Whenever the Wings dumped the puck in, Turco was out of his crease, on the puck and moving it up ice to facilitate a quick breakout.
“He just looked really aggressive, he didn’t really second-guess himself,” center Mike Modano said of Turco. “He was just going to go out there and play the puck and make the first correct open play that he saw. When he’s jumping out of the net and making plays like that, you know he’s involved, you know he’s into it mentally.
“His focus was really good tonight and when he’s moving it around, we knew he was going to make some plays and he made some good outlets getting away from pressure, and that’s always been a big plus for us, since he’s been a goaltender for our team. He really has an ability to really neutralize a teams forecheck with his ability to get out of the net.”
Of course, once Turco got the puck up ice, the Stars’ skaters needed to execute offensively, and both Trevor Daley and Joel Lundqvist were able to beat Detroit goaltender Chris Osgood at the other end. On each goal, the speed with which Turco began the transition caught the Wings off-guard, contributing to odd-man rushes that the Stars capitalized on.
“Certainly when they’re making changes, there’s always seams,” Turco said. “But more than anything for me, it’s just the opportunity when it presents itself to grab pucks, to have lanes, to see them, make those plays. I don’t feel like I’m ever going to alter my game from playing the puck. But some nights, lanes are there, sometimes the guys are on the same page. Sometimes you’re just better seeing it.

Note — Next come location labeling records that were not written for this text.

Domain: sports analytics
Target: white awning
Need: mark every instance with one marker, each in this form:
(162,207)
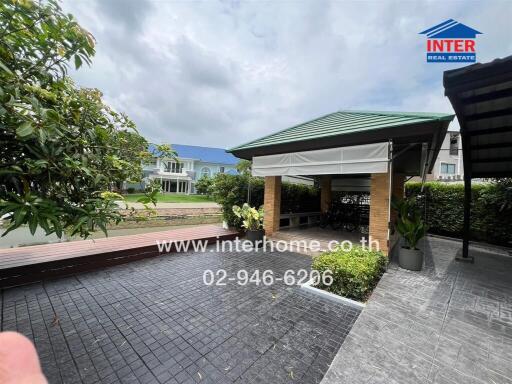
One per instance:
(369,158)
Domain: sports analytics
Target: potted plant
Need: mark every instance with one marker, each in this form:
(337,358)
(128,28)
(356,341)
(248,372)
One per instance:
(411,227)
(252,221)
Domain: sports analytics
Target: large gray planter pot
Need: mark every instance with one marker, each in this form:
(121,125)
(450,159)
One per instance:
(255,236)
(411,259)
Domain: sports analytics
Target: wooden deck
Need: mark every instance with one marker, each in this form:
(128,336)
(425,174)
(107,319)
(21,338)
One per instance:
(28,264)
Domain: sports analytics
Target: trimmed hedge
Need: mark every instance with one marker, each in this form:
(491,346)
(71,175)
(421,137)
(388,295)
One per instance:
(228,190)
(355,273)
(443,206)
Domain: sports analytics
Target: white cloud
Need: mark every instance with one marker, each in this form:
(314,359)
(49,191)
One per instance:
(222,73)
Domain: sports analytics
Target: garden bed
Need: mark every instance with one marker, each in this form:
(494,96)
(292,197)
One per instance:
(355,274)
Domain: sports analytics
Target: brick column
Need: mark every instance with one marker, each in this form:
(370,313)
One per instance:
(325,193)
(272,204)
(397,192)
(379,209)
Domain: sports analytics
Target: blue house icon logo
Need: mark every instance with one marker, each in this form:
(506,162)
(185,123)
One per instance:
(451,41)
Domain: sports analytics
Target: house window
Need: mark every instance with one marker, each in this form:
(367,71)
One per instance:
(173,167)
(447,169)
(454,144)
(205,171)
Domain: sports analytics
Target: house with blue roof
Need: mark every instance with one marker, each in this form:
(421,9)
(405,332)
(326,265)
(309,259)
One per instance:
(193,163)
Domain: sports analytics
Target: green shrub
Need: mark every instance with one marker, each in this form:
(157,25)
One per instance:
(443,208)
(355,273)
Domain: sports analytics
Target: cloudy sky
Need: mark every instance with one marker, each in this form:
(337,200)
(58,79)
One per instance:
(220,73)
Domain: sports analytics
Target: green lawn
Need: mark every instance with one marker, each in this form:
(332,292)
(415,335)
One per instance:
(171,198)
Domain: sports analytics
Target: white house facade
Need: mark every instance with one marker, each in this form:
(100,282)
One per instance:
(449,165)
(193,162)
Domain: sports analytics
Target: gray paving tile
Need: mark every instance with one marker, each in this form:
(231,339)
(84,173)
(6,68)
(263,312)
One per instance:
(155,321)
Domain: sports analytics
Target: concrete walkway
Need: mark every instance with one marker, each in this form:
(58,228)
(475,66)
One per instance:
(177,205)
(451,323)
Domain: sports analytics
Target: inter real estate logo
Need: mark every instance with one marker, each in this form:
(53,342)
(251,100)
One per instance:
(451,42)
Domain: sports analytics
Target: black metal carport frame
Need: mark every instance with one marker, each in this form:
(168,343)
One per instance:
(481,95)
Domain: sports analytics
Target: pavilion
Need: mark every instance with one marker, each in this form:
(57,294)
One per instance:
(381,147)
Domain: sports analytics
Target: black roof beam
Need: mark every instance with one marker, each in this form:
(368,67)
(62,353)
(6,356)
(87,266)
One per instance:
(491,145)
(502,93)
(488,131)
(486,115)
(493,159)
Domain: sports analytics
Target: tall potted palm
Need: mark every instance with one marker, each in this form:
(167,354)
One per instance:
(252,221)
(412,228)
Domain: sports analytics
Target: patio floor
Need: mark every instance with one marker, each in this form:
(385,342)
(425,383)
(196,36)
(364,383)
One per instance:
(324,237)
(155,321)
(451,323)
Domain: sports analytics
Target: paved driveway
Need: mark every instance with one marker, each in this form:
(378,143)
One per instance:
(156,321)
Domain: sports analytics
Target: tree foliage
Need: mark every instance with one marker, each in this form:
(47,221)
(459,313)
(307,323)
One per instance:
(64,150)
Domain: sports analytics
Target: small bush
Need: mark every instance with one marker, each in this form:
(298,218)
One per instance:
(229,190)
(355,273)
(443,207)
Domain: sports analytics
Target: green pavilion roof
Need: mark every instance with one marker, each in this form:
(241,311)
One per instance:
(342,123)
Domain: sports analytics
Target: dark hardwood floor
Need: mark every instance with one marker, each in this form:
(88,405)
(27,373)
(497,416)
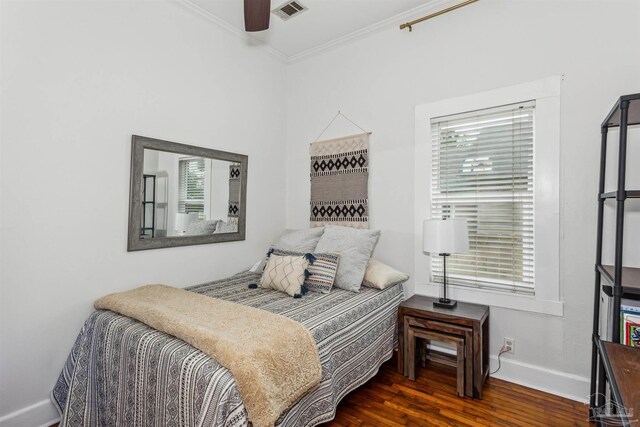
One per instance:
(390,399)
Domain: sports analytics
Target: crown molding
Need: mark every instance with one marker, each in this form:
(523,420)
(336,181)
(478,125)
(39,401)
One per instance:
(396,20)
(431,7)
(189,5)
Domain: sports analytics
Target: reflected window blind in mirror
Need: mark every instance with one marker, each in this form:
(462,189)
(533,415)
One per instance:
(482,170)
(191,188)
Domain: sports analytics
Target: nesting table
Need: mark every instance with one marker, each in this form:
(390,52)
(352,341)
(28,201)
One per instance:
(465,327)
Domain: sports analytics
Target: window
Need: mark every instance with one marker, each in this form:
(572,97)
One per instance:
(482,170)
(191,187)
(494,158)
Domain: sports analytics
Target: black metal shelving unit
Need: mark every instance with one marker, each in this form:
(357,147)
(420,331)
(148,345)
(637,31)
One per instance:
(612,363)
(148,206)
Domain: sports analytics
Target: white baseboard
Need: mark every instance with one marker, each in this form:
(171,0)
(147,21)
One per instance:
(41,414)
(562,384)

Tonight we were on. Just had the puck in the right spots to make those plays.”
Daley staked the Stars to a 1-0 midway through the first period, after Turco’s pass up the boards was relayed by Niklas Hagman to Brad Richards, whose beautiful drop pass between his legs set up Daley for a quick wrist shot. It was just the second time in the series they scored first.
“We definitely wanted to score the first goal,” said Daley, whose goal was his first of the post-season and just his second in 28 career post-season contests. “Getting the lead was huge. We’re playing hard and this one is done now so we want to focus on Game 6 now. We’re excited.”
The second goal, Lundqvist’s second of the post-season, snapped a 1-1 tie at 6:04 of the second after Turco’s pass up the middle sent Lundqvist and Toby Petersen in on a 2-on-1 before Lundqvist ripped a scorching wrister past Osgood on the far side.
And of course, between the pipes, Turco was outstanding again, delivering another crucial performance to keep the Stars’ season going and get the big monkey off his back.
“I saw it before the game even started, just the focus he had, his preparation,” captain Brenden Morrow said of Turco. “Then once the game started, he was real comfortable back there playing pucks, reading plays, making those passes. I think he hit Hagman for a two-on-one. But, you know, he’s given us a chance to win every night. Unfortunately, it’s a team sport and we haven’t been there for him sometimes. He’s going to get the brunt of the blame. We’re all in it together. Tonight we all pulled through.”
Turco made several huge saves on Detroit sniper Pavel Datsyuk and another on Tomas Holmstrom in the third period as the Wings pressed for the equalizer, but were unable to break through. Now, it’s back to Dallas and Game 6 at the American Airlines Center Monday night.
“We talked about it before the game,” Modano said. “We just felt, give us enough opportunities here, one of these days we’re going to play well, he’s going to stand out and win us a game here. That’s a great thing about sports, you get a lot of second chances, a lot of chances to prove yourself over again and erase a lot of doubt that everybody has in you.”
“Marty is great. He’s been great the whole series, the whole playoffs,” Daley said. “He’s our best player. Tonight, he was awesome.”
And he’ll have to be again to keep this ride going.